Search code examples
apache-sparkapache-zeppelin

How Apache Zeppelin computes Spark job progress bar?


When starting spark job from Apache Zeppelin notebook interface it shows you a progress bar of job execution. But what does this progress actually mean? Sometimes it shrinks or expands. Is it a progress of current stage or a whole job?


Solution

  • In the web interface, the progress bar is showing the value returned by the getProgress function (not implemented for every interpeters, such as python).

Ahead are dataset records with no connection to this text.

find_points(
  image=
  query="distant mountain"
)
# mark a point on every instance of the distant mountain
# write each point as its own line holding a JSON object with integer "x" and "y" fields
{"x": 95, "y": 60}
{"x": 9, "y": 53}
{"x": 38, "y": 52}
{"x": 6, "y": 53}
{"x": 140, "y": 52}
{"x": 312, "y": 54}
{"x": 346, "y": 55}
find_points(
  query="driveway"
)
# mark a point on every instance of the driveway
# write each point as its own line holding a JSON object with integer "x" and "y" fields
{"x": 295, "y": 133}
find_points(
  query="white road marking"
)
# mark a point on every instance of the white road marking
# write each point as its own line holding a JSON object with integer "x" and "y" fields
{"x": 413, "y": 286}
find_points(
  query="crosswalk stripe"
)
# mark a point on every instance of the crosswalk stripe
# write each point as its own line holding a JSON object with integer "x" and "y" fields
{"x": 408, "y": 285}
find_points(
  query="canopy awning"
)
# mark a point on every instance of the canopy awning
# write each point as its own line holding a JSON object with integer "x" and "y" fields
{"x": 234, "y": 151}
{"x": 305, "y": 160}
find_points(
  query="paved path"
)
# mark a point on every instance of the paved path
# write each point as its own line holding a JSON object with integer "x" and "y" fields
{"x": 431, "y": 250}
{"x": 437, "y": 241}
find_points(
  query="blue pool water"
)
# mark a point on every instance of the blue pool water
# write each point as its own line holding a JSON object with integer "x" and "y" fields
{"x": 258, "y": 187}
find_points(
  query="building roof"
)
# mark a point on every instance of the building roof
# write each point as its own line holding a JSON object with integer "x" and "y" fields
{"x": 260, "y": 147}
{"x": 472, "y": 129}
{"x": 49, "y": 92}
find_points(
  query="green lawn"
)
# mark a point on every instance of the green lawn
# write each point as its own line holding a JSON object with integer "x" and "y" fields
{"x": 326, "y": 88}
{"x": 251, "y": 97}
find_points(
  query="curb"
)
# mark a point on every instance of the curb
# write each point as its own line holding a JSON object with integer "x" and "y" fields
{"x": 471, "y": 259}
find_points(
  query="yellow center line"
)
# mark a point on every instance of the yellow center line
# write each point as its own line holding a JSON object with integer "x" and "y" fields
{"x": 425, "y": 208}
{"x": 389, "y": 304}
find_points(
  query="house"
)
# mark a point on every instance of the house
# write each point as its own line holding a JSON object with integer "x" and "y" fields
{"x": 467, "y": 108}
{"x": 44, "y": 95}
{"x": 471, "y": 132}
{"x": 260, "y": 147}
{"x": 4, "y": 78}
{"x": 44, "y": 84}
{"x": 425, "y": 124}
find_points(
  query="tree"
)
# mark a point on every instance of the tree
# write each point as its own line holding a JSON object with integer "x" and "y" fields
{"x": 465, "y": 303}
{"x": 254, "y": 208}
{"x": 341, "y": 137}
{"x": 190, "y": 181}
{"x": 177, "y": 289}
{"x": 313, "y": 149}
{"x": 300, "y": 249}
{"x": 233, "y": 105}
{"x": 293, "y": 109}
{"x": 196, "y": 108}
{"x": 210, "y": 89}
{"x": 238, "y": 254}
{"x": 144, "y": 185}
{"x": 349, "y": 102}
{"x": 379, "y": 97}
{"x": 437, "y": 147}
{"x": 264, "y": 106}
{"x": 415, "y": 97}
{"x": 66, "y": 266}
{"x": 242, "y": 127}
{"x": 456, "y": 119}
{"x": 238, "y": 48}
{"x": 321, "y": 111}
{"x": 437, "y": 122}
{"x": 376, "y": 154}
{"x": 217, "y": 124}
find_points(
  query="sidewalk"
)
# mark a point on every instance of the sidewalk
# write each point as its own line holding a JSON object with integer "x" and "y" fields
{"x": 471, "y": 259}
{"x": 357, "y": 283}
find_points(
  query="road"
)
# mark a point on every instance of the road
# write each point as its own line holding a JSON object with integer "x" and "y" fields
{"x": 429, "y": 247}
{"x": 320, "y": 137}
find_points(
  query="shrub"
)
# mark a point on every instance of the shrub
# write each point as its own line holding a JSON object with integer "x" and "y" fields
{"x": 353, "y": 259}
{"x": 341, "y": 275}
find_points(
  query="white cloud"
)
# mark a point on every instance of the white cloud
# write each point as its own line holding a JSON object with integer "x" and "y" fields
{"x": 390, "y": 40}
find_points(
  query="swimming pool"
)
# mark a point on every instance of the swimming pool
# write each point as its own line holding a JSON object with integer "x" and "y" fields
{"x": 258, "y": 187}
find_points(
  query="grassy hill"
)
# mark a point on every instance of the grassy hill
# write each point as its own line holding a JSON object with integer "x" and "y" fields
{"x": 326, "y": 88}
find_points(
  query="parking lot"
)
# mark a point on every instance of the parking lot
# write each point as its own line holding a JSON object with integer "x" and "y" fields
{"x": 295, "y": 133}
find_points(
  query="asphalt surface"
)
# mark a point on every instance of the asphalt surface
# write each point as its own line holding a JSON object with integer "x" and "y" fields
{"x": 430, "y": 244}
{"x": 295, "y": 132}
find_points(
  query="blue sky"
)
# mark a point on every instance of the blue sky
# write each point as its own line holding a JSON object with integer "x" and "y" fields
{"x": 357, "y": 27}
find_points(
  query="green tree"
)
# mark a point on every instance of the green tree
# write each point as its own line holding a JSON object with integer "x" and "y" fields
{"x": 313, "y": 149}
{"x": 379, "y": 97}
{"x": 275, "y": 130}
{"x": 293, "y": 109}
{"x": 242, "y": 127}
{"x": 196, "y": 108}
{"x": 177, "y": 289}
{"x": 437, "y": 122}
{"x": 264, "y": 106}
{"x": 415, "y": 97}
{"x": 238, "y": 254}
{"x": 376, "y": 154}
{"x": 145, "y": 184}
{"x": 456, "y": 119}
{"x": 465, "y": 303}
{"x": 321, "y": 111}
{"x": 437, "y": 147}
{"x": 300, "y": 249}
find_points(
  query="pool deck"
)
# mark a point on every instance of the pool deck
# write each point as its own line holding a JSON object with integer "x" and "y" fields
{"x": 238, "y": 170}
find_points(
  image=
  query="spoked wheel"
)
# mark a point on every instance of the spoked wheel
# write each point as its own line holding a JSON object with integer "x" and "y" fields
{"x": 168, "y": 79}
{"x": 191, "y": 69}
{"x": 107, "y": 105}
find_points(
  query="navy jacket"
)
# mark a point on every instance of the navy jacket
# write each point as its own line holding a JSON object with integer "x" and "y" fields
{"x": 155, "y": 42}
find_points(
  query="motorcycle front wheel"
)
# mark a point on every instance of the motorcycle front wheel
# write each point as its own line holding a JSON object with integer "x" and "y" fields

    This function returns a percentage.

    When using the Spark interpreter, the value seems to be the percentage of tasks done (Calling the following progress function from JobProgressUtil) :

    def progress(sc: SparkContext, jobGroup : String):Int = {
        val jobIds = sc.statusTracker.getJobIdsForGroup(jobGroup)
        val jobs = jobIds.flatMap { id => sc.statusTracker.getJobInfo(id) }
        val stages = jobs.flatMap { job =>
          job.stageIds().flatMap(sc.statusTracker.getStageInfo)
        }
    
        val taskCount = stages.map(_.numTasks).sum
        val completedTaskCount = stages.map(_.numCompletedTasks).sum
        if (taskCount == 0) {
          0
        } else {
          (100 * completedTaskCount.toDouble / taskCount).toInt
        }
    }
    

    Meanwhile, I could not find it specified in the Zeppelin documentation.